Bar chart representation for the contribution of different costs on TAC for the direct and indirect sequences of distillation with heat integration for the MTP separation unit

Conclusion

In the present study, optimization of the separation unit of methanol to propylene plant’s product, including hydrogen, methane, ethylene and ethane, along with refrigeration cycles of ethylene and propylene, was performed based on pinch and exergy analysis and all three components separation sequences were evaluated based on their total annual cost.

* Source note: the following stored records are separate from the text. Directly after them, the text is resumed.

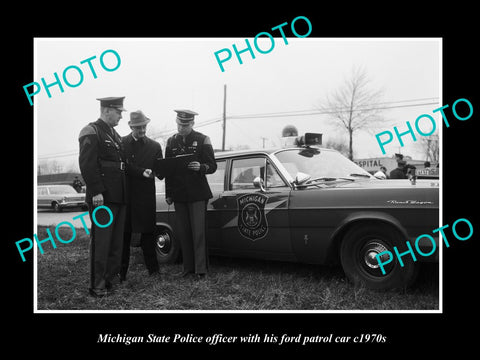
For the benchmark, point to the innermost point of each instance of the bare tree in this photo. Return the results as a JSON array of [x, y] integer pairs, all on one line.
[[355, 105], [430, 147]]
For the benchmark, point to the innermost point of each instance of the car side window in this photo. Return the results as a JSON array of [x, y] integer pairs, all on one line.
[[216, 179], [244, 171], [273, 177]]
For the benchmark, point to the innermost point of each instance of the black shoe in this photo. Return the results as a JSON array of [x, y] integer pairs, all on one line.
[[183, 274], [153, 272], [200, 276]]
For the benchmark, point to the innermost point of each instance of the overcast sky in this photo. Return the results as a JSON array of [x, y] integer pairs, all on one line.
[[160, 75]]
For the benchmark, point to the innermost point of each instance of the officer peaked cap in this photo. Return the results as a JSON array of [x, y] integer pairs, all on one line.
[[185, 116], [137, 118], [112, 102]]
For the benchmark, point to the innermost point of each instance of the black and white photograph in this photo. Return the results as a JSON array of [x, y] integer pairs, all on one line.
[[291, 170], [190, 181]]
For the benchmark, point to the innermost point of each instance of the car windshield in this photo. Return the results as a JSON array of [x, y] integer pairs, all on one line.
[[62, 189], [319, 163]]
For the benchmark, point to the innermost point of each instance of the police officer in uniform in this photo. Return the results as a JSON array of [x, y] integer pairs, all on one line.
[[102, 165], [189, 191], [141, 153]]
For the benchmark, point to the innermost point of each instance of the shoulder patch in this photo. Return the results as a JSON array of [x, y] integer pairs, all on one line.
[[87, 130]]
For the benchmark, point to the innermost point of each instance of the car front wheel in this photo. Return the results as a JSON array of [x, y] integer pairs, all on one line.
[[358, 254]]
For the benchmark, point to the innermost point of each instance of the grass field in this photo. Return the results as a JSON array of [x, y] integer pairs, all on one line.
[[233, 284]]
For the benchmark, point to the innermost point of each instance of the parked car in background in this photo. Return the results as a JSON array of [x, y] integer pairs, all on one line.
[[59, 197]]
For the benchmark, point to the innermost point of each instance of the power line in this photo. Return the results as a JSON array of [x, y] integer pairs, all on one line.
[[323, 112]]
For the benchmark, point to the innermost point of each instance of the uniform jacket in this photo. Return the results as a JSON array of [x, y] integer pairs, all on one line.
[[190, 185], [101, 157], [140, 155], [397, 174]]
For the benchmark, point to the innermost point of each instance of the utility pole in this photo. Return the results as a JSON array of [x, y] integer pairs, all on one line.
[[224, 115], [263, 140]]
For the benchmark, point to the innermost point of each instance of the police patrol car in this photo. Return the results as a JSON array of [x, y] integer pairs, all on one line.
[[305, 203]]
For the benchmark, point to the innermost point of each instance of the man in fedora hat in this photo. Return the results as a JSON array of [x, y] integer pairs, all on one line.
[[188, 189], [102, 165], [141, 153]]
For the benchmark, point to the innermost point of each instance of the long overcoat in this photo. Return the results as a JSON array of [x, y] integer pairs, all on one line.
[[140, 154]]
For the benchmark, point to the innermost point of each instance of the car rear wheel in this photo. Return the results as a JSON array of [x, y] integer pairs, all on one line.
[[56, 206], [358, 254], [167, 247]]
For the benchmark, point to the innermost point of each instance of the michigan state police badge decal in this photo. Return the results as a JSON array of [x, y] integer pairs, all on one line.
[[252, 222]]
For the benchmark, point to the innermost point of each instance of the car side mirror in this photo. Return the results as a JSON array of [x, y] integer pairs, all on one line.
[[258, 183], [301, 178]]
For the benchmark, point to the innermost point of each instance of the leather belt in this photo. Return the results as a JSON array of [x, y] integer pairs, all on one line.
[[115, 164]]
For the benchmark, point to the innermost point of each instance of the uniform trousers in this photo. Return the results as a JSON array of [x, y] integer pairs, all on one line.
[[190, 230], [147, 243], [106, 245]]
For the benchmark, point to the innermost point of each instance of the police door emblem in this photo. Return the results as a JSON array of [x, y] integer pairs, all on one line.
[[252, 222]]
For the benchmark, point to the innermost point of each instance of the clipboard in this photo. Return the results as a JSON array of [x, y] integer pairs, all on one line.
[[173, 165]]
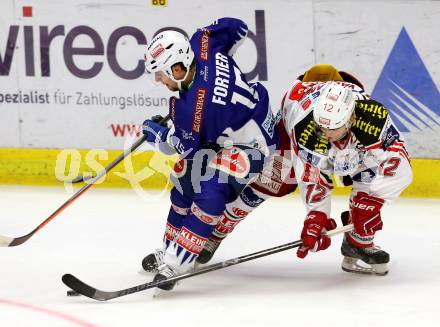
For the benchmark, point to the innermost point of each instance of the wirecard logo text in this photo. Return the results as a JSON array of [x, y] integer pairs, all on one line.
[[27, 38], [407, 90]]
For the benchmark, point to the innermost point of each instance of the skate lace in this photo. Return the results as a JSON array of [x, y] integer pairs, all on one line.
[[166, 271], [372, 249], [211, 245], [158, 255]]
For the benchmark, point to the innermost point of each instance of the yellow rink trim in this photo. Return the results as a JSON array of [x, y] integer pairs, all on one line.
[[146, 169]]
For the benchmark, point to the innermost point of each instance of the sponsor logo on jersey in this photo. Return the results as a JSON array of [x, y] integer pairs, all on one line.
[[204, 44], [190, 241], [204, 73], [269, 123], [210, 220], [406, 88], [324, 121], [180, 168], [240, 213], [170, 232], [199, 107], [369, 121], [306, 136], [186, 135], [233, 162], [173, 107]]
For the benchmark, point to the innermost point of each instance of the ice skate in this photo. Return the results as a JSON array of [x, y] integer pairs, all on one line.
[[374, 261], [208, 251], [165, 272], [152, 261]]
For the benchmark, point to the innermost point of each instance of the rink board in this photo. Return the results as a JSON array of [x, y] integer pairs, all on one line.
[[148, 170]]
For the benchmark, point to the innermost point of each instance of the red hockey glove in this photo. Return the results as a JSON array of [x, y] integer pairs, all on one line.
[[313, 240], [365, 214]]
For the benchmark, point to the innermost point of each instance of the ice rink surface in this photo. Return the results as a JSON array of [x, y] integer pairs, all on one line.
[[103, 236]]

An evolutionary algorithm method was used for the optimization within the pressure range of 3000–4000 kPa and by using the tray number of the distillation columns and temperature levels of refrigeration cycles as independent variables. Results reveal that the main part of the TAC stems from the operating costs due to separation under ambient temperature. Therefore, the operating and total annual costs of the unit could be considerably reduced by employing heat integration and thermal coupling in distillation towers. The use of thermal integration reduces the share of unit operating costs from 90 to 50%. On the other hand, it is seen that thermally coupled and thermally equivalent configurations can have lower or higher TAC compared with the simple ones due to the elimination of a condenser or reboiler of the distillation towers. Inspection of the TAC results indicated that direct thermally coupled sequence attains the first rank of TAC comparison in both thermal and non-thermal integration cases. Scrutinized dissection of the optimization results showed that the presence of volatile components, namely hydrogen and methane, led to variation in the relative volatility of ethylene to ethane; thereby, the indirect sequence possessed less energy consumption and lower total annual cost. Finally, the proposed method’s effectiveness was examined in applying four-component separation with a reduction of TAC of around 10% compared with the industrial plant. The method employed in the present study provides a practical framework for elucidation and optimization of the low-temperature processes and improving their performance based on pinch and exergy analysis.